3. Stewart NJ, Chan HF, Hughes PJC, et al. Comparison of (3) He and (129) Xe MRI for evaluation of lung microstructure and ventilation at 1.5T. J Magn Reson Imaging 2018 doi: 10.1002/jmri.25992

4. Hughes PJC, Horn FC, Collier GJ, et al. Spatial fuzzy c-means thresholding for semiautomated calculation of percentage lung ventilated volume from hyperpolarized gas and (1) H MRI. J Magn Reson Imaging 2018;47(3):640-46. doi: 10.1002/jmri.25804

5. Smith LJ, Collier GJ, Marshall H, et al. Patterns of regional lung physiology in cystic fibrosis using ventilation MRI and MBW. European Respiratory Journal 2018. In Press. DOI: 10.1183/13993003.00821-2018

6. Chen XJ, Moller HE, Chawla MS, et al. Spatially resolved measurements of hyperpolarized gas properties in the lung in vivo. Part I: diffusion coefficient. Magn Reson Med 1999;42(4):721-8.

Figures

Table 1: Baseline subject demographics, MRI and lung function metrics

Figure 1: Baseline 3He and 129Xe ventilation MR images performed on the same day in four different subjects (A-D) with CF. In subjects A-C VDP is higher for 3He than 129Xe, but the ventilation abnormalities are qualitatively similar and evident in both. Subject D is the only subject in the cohort where the distribution of ventilation was visibly different between 3He and 129Xe. In this example 129Xe VDP is higher than 3He.

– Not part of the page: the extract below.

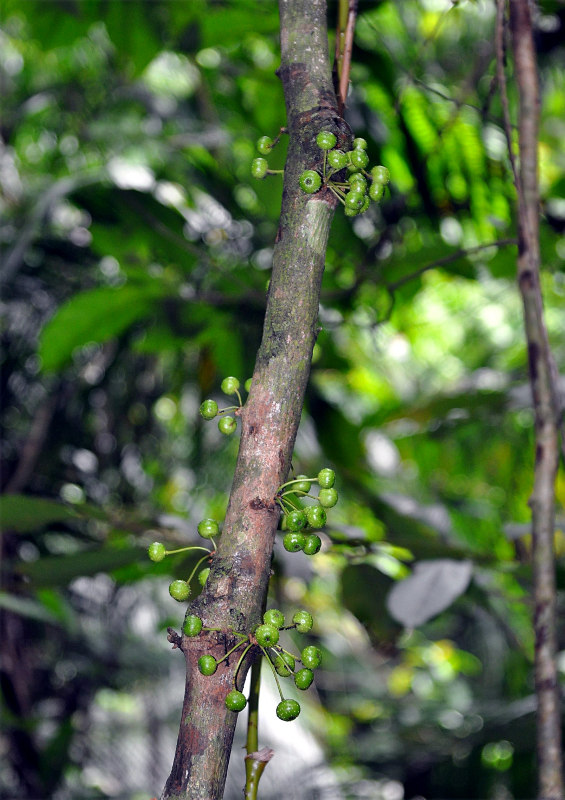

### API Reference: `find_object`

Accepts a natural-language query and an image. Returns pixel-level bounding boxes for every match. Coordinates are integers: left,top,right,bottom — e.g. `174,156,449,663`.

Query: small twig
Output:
336,0,357,115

Figure 2: Bland - Altman analysis of 3He and 129Xe ventilation MRI metrics. The X-axis is the average of 3He and 129Xe and the Y-axis is 3He – 129Xe in all graphs. The dotted line on each graph indicates the bias and the dashed lines indicate the 95% limits of agreement. Graph i) VDP. ii) VHI. iii) Largest individual defect. iv) Number of individual defects.

Figure 3: Scatter plots of both 3He and 129Xe ventilation MR imaging metrics against lung clearance index and FEV1. Spearman r-values are reported for each graph (all p<0.001).

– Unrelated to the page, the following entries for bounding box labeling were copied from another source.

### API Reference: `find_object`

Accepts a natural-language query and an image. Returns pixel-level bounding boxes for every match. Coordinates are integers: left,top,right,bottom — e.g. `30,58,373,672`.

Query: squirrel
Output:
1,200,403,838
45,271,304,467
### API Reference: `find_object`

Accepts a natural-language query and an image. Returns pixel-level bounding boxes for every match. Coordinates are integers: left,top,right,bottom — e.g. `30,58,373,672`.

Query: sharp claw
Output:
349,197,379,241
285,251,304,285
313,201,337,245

Figure 4: Baseline and follow-up VDP values for both 3He and 129Xe for individual subjects and representative 3He and 129Xe ventilation MR images for two subjects, patients’ A (red star) and B (red square). Both subjects at baseline have comparable 3He and 129Xe images. At follow-up both subjects appear to have a larger degree of ventilation abnormalities evident in both gas images. This is reflected by an increase in VDP for both subjects and for both gases.